Balkaner'in 'Hürriyet'e niçin gitti?
Abone olBalkaner'in Hürriyet'te yakalanması üzerine "Aydın Doğan binada mıydı? Orada idiyse, tepeden aşağılara doğru bakarken neler hissetmiştir?" diye soruyor Taha Kıvanç..
Yurtbank'ın sahibi Ali Balkaner polis tarafından günlerce arandı
ama bir türlü bulunamadı. Sonra derken, Balkaner Hürriyet
gazetesinin binasına girerken görüldü. Balkaner arandığı sırada
'ropörtaj' yapmak amacıyla oraya gidiyordum diyordu. Ama bu
mantıksız gerekçe başka şeyleri düşündürmeye başladı.
İşte, Yeni Şafak gazetesi Taha Kıvanç, köşesinde bu durumu
irdeliyor. Kıvanç, Balkaner'in Hürriyet gazetesinin binasına
girdiği sırada Aydın Doğan'ın orada olup olmadığını sorguluyor.

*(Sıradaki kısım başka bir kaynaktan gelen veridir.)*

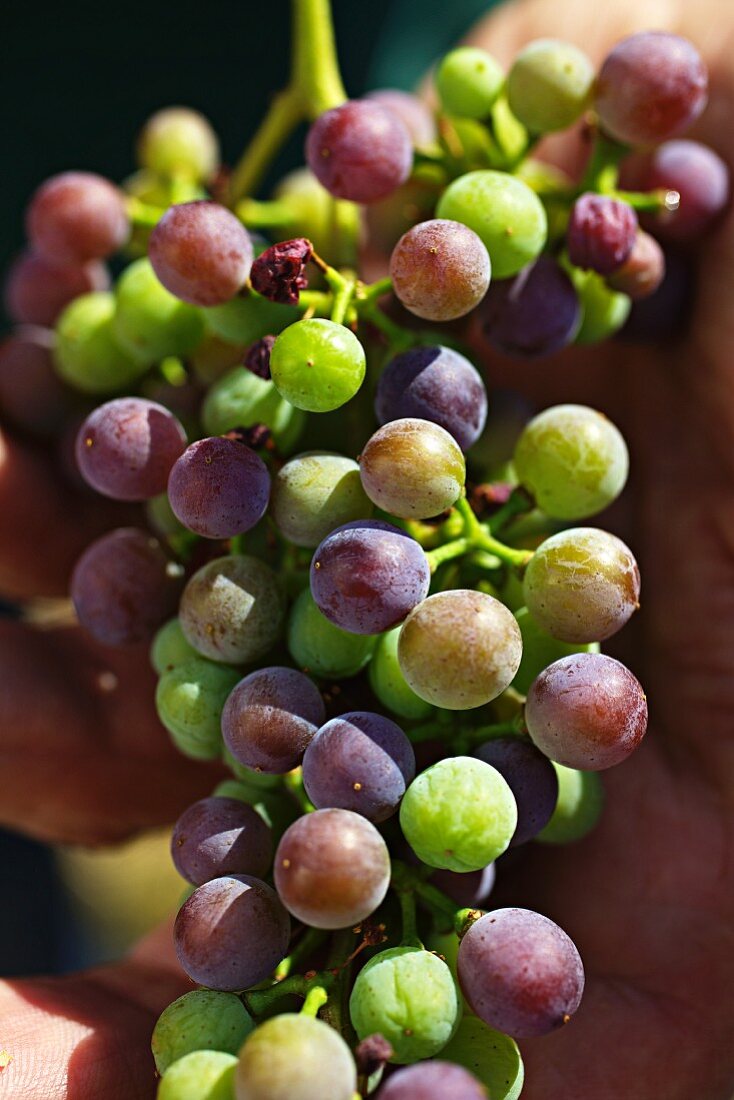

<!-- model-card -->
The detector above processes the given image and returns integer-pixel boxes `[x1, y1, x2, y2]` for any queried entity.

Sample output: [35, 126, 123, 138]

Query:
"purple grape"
[174, 875, 291, 992]
[304, 711, 415, 822]
[566, 191, 637, 275]
[171, 798, 273, 887]
[482, 256, 581, 359]
[0, 327, 72, 436]
[606, 229, 665, 301]
[374, 345, 486, 451]
[428, 864, 496, 909]
[306, 99, 413, 202]
[273, 810, 390, 930]
[457, 909, 583, 1038]
[364, 88, 438, 149]
[474, 737, 558, 846]
[70, 527, 182, 646]
[221, 667, 326, 774]
[620, 141, 730, 243]
[620, 249, 694, 343]
[168, 437, 270, 539]
[376, 1059, 486, 1100]
[6, 250, 110, 325]
[76, 397, 186, 501]
[25, 172, 130, 264]
[595, 31, 709, 145]
[525, 653, 647, 771]
[310, 519, 430, 634]
[149, 200, 253, 306]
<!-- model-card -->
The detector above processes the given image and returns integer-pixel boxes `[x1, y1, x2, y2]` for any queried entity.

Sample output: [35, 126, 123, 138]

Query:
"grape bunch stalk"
[0, 0, 728, 1100]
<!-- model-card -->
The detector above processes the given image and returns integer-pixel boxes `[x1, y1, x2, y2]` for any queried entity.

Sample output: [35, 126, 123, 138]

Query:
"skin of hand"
[0, 0, 734, 1100]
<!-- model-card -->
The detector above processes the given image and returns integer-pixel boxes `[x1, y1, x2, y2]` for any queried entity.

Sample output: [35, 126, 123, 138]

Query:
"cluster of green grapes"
[0, 4, 728, 1100]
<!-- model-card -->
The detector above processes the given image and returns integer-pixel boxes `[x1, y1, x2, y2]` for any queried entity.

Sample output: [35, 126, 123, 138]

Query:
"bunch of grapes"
[0, 4, 728, 1100]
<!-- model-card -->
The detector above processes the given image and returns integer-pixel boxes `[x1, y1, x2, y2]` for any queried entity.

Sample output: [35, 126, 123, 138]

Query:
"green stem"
[300, 986, 329, 1016]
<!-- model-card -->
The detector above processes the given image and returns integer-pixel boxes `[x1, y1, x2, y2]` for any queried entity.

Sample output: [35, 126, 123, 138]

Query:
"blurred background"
[0, 0, 493, 977]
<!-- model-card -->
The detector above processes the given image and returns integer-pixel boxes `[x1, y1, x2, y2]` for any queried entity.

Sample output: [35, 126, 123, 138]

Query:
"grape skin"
[222, 667, 326, 774]
[401, 757, 517, 871]
[271, 451, 372, 548]
[149, 199, 253, 306]
[274, 810, 390, 930]
[458, 909, 583, 1038]
[25, 172, 130, 264]
[168, 438, 271, 539]
[178, 554, 285, 664]
[310, 520, 430, 635]
[360, 417, 467, 523]
[234, 1012, 357, 1100]
[306, 99, 413, 202]
[75, 397, 186, 501]
[156, 1051, 237, 1100]
[525, 653, 647, 771]
[397, 589, 523, 711]
[287, 589, 377, 680]
[436, 169, 548, 278]
[377, 1060, 494, 1100]
[374, 345, 487, 451]
[513, 405, 629, 519]
[303, 711, 415, 822]
[474, 737, 558, 847]
[4, 250, 110, 326]
[523, 527, 639, 642]
[151, 989, 254, 1074]
[174, 875, 291, 992]
[481, 256, 581, 359]
[390, 218, 491, 321]
[171, 798, 273, 887]
[70, 527, 180, 646]
[349, 947, 461, 1064]
[507, 39, 594, 134]
[595, 31, 709, 145]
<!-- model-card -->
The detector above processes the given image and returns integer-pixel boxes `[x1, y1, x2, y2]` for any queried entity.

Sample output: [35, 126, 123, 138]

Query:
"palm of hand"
[0, 0, 734, 1100]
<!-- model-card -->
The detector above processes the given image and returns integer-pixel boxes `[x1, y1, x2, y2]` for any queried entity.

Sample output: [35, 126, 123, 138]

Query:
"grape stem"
[229, 0, 347, 204]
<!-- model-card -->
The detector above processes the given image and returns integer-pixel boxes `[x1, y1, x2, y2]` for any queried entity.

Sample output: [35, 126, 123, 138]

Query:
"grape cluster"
[0, 15, 728, 1100]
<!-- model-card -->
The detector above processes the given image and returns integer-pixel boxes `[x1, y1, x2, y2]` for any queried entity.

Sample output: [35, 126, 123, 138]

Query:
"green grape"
[155, 657, 241, 760]
[513, 405, 629, 519]
[156, 1051, 237, 1100]
[397, 589, 523, 708]
[401, 757, 517, 871]
[178, 554, 285, 664]
[436, 169, 548, 278]
[271, 451, 373, 548]
[369, 626, 434, 719]
[436, 46, 505, 119]
[112, 259, 205, 364]
[145, 493, 186, 538]
[441, 1015, 525, 1100]
[287, 589, 377, 680]
[567, 267, 632, 344]
[204, 290, 300, 345]
[507, 39, 594, 134]
[201, 366, 306, 453]
[270, 317, 366, 413]
[151, 989, 254, 1074]
[234, 1012, 357, 1100]
[512, 607, 600, 695]
[151, 618, 199, 677]
[54, 290, 147, 394]
[535, 760, 604, 844]
[523, 527, 639, 642]
[349, 947, 461, 1065]
[138, 107, 219, 182]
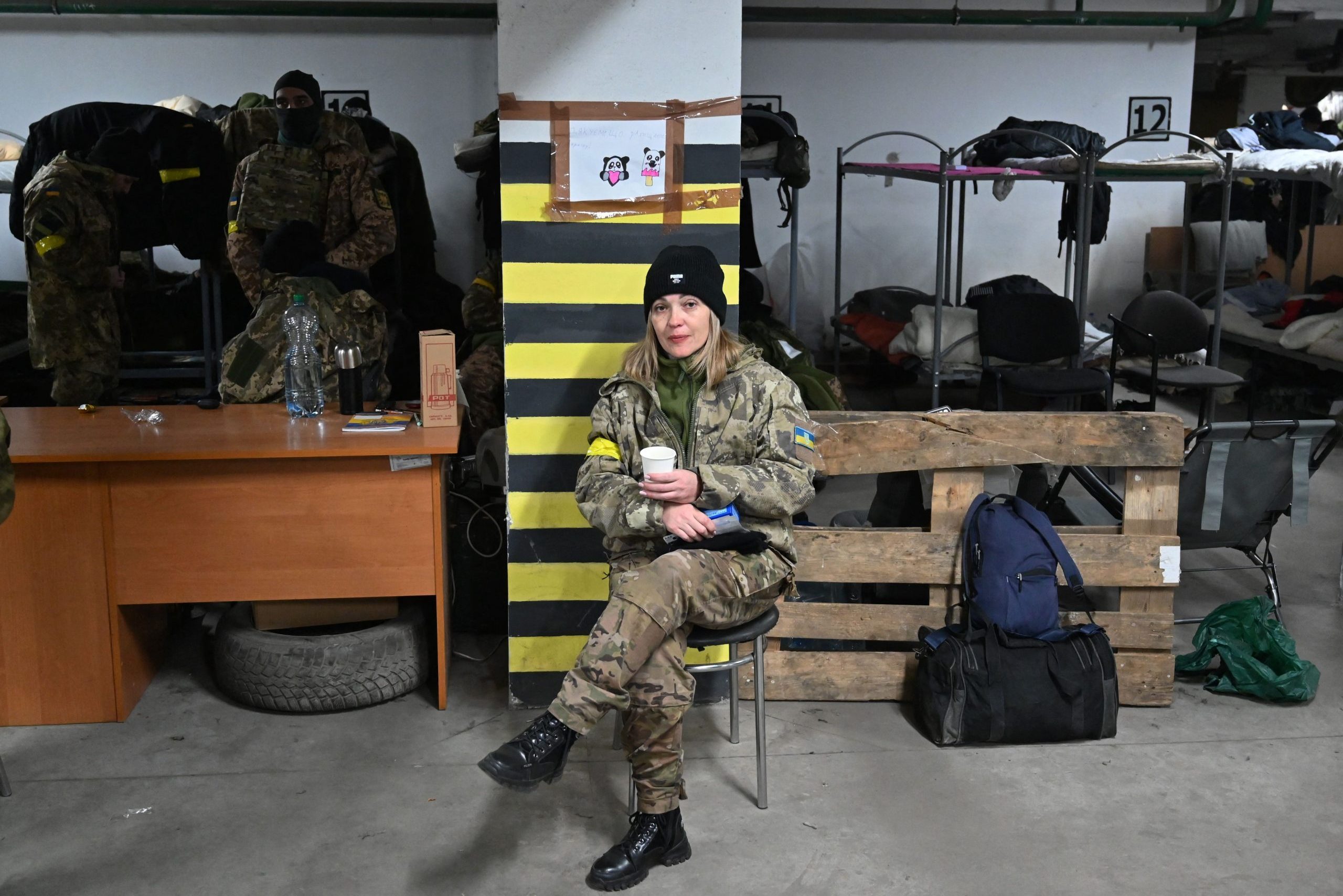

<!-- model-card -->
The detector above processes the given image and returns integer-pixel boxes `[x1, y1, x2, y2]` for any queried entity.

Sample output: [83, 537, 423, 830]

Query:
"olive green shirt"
[658, 355, 704, 457]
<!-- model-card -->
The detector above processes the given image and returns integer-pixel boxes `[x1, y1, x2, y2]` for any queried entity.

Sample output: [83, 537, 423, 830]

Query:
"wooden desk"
[0, 404, 460, 726]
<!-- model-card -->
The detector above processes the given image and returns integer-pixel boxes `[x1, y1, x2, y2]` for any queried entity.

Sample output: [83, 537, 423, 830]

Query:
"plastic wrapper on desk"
[121, 408, 164, 426]
[1175, 595, 1320, 702]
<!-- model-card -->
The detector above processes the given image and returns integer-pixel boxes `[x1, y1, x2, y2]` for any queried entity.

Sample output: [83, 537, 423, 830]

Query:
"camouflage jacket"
[575, 347, 815, 563]
[219, 277, 392, 404]
[227, 132, 396, 305]
[0, 412, 14, 522]
[23, 153, 121, 368]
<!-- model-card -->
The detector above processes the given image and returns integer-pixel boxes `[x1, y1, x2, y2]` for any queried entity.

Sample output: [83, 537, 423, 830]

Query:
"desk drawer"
[106, 459, 435, 604]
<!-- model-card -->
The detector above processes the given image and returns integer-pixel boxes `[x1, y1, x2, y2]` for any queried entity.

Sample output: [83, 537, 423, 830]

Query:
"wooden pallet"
[743, 411, 1185, 707]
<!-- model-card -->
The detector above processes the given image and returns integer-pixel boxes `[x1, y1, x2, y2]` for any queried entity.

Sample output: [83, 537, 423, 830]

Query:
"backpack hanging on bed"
[960, 494, 1089, 638]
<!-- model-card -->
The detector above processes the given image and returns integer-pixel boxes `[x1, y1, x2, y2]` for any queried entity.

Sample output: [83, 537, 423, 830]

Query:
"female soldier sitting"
[479, 246, 814, 891]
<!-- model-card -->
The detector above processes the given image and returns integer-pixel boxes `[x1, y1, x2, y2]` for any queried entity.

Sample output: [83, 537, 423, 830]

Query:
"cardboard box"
[420, 329, 460, 426]
[252, 598, 400, 632]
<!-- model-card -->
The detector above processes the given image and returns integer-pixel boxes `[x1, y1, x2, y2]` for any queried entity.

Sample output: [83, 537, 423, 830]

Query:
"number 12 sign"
[1128, 97, 1171, 141]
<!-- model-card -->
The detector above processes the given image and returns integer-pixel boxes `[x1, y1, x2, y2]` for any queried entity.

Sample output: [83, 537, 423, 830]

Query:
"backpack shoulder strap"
[1011, 496, 1086, 598]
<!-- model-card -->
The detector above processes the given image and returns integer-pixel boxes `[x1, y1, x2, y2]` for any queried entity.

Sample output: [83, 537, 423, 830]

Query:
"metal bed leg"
[788, 187, 798, 333]
[830, 146, 844, 376]
[1284, 180, 1296, 290]
[1305, 180, 1319, 291]
[931, 151, 951, 407]
[751, 635, 770, 809]
[728, 644, 741, 744]
[955, 182, 966, 305]
[1179, 184, 1192, 298]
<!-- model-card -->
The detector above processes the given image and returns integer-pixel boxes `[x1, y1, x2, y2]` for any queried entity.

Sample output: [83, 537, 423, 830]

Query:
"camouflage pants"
[551, 549, 791, 813]
[51, 353, 121, 407]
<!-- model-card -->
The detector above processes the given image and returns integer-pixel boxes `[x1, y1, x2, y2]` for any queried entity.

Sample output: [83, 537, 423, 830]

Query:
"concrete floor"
[0, 440, 1343, 896]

Kıvanç, buna benzer birçok düşünceyi ortaya atıp olayı
derinlemesine şöyle alıyor:
Yurtbank'ın 35 yıla mahkum patronu Ali Balkaner Hürriyet gazetesine
girerken yakalandığında Aydın Doğan binada mıydı? Orada idiyse,
tepeden aşağılara doğru bakarken neler hissetmiştir?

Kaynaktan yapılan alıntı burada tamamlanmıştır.